MEGA Esports
- Founded: 2012
- Based in: Bangkok, Thailand
- Location: Southeast Asia
- Website: www.megaesports.gg

= MEGA Esports =

Thai esports organization

MEGA Esports is a professional esports organization based in Bangkok, Thailand. It formerly had a League of Legends team competing in the League of Legends SEA Tour (LST), Southeast Asia's top professional league, as well as Dota 2 and Overwatch teams.

In late 2017, they acquired the roster of League of Legends team Bangkok Titans, which qualified for the 2015 World Championship as one of two wildcard representatives. In 2019, MEGA's victories in the LST spring and summer seasons qualified them for that year's Mid-Season Invitational and World Championship.

== League of Legends ==

=== History ===
MEGA's League of Legends division was created on 24 December 2017 after their acquisition of the Bangkok Titans, who were one of six teams originally created by Garena during the inception of Southeast Asia's professional League of Legends scene. MEGA finished second in LST 2018 Summer after losing to Ascension Gaming. In LST 2019 Spring and Summer, MEGA played against Malaysian team Axis Empire in the finals, sweeping them 3–0 both times and qualifying MEGA for the 2019 Mid-Season Invitational and 2019 World Championship respectively.

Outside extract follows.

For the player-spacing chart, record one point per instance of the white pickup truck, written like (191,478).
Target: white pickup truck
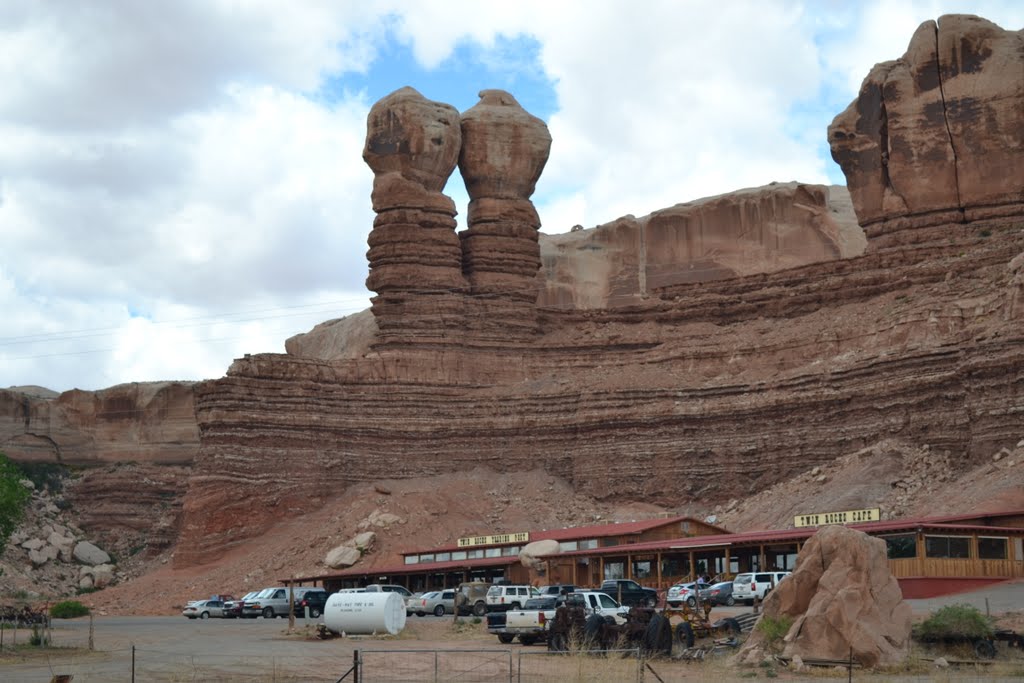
(530,624)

Following the 2019 World Championship, Riot Games announced on 26 November that they had decided to ban MEGA CEO Arnold Tandra from being involved in any of their sanctioned tournaments until 2022. The stated reason was that MEGA had not paid their players on time, which was against Riot's principle of "maintaining a good environment and ecosystem for professional players". MEGA's roster subsequently disbanded in early January 2020.